Import files as chunks

file_in    <- file("in.csv","r")
chunk_size <- 100000 # choose the best size for you
x          <- readLines(file_in, n=chunk_size)

data.table method

require(data.table)
mydata = fread("in.csv", header = T)

ff package: this method does not allow you to pass connections

library("ff")
x <- read.csv.ffdf(
    file = "file.csv",
    nrow = 10,
    header = TRUE,
    VERBOSE = TRUE,
    first.rows = 10000,
    next.rows = 50000,
    colClasses = NA
)

bigmemory package

my_data <- read.big.matrix('in.csv', header = T)

sqldf package

library(sqldf)
my_data <- read.csv.sql('in.csv')

iris2 <- read.csv.sql("iris.csv", 
    sql = "select * from file where Species = 'setosa' ")
library(RMySQL)
## Loading required package: DBI

RQLite package

  • Download SQLite, pick “A bundle of command-line tools for managing SQLite database files” for Window 10
  • Unzip file, and open sqlite3.exe.
  • Type in the prompt
    • sqlite> .cd 'C:\Users\data' specify path to your desired directory
    • sqlite> .open database_name.db to open a database
    • To import the CSV file into the database
      • sqlite> .mode csv specify to SQLite that the next file is .csv file
      • sqlite> .import file_name.csv datbase_name to import the csv file to the database
    • sqlite> .exit After you’re done, exit the sqlite program
library(DBI)
library(dplyr)
library("RSQLite")
setwd("")
con <- dbConnect(RSQLite::SQLite(), "data_base.db")
tbl <- tbl(con, "data_table")
tbl %>% 
    filter() %>%
    select() %>%
    collect() # to actually pull the data into the workspace
dbDisconnect(con)

arrow package

library("arrow")
read_csv_arrow()

vroom package

library(vroom)
spec(vroom(file_path))
compressed <- vroom_example("mtcars.csv.zip")
vroom(compressed)

data.table package

s = fread("sample.csv")

Comparisons regarding storage space

test = ff::read.csv.ffdf(file = "")
object.size(test) # worst

test1 = data.table::fread(file = "")
object.size(test1) # best

test2 = readr::read_csv(""))
object.size(test2) # 2nd

test3 = vroom(file = "")
object.size(test3) # equal to read_csv

To work with big data, you can convert it to csv.gz , but since typically, R would require you to load the whole data then export it. With data greater than 10 GB, we have to do it sequentially. Even though read.csv is much slower than readr::read_csv , we still have to use it because it can pass connection, and it allows you to loop sequentially. On the other, because currently readr::read_csv does not have the skip function, and even if we can use the skip, we still have to read and skip lines in previous loop.
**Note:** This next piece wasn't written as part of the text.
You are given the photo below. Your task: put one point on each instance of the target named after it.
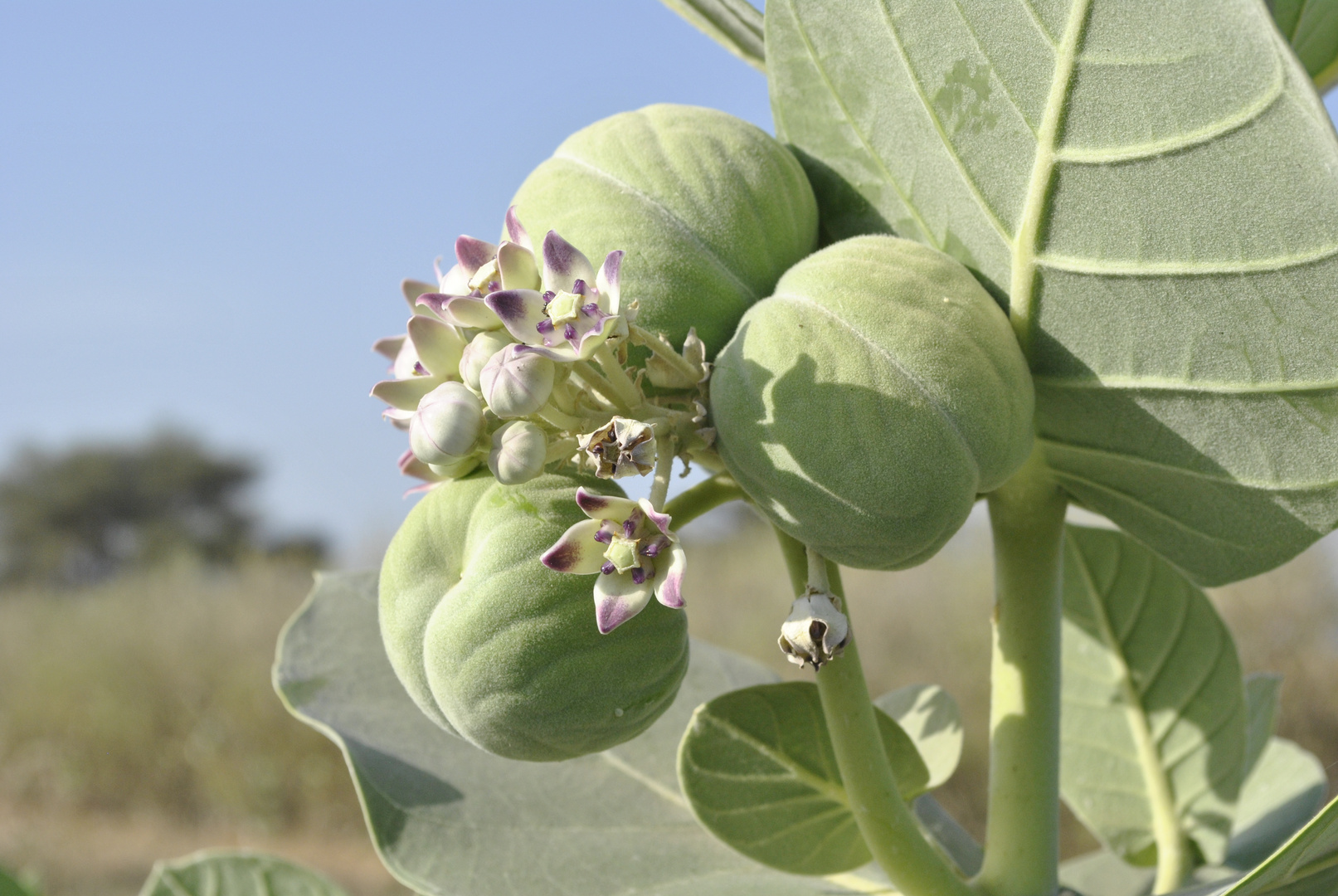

For example, say you read_csv(, n_max = 100, skip =0) and then read_csv(, n_max = 200, skip = 100) you actually have to read again the first 100 rows. However, read.csv without specifying anything, will continue at the 100 mark.

Notice, sometimes you might have error looking like this

“Error in (function (con, what, n = 1L, size = NA_integer_, signed = TRUE, : can only read from a binary connection”

then you can change it instead of r in the connection into rb . Even though an author of the package suggested that file should be able to recognize the appropriate form, so far I did not prevail.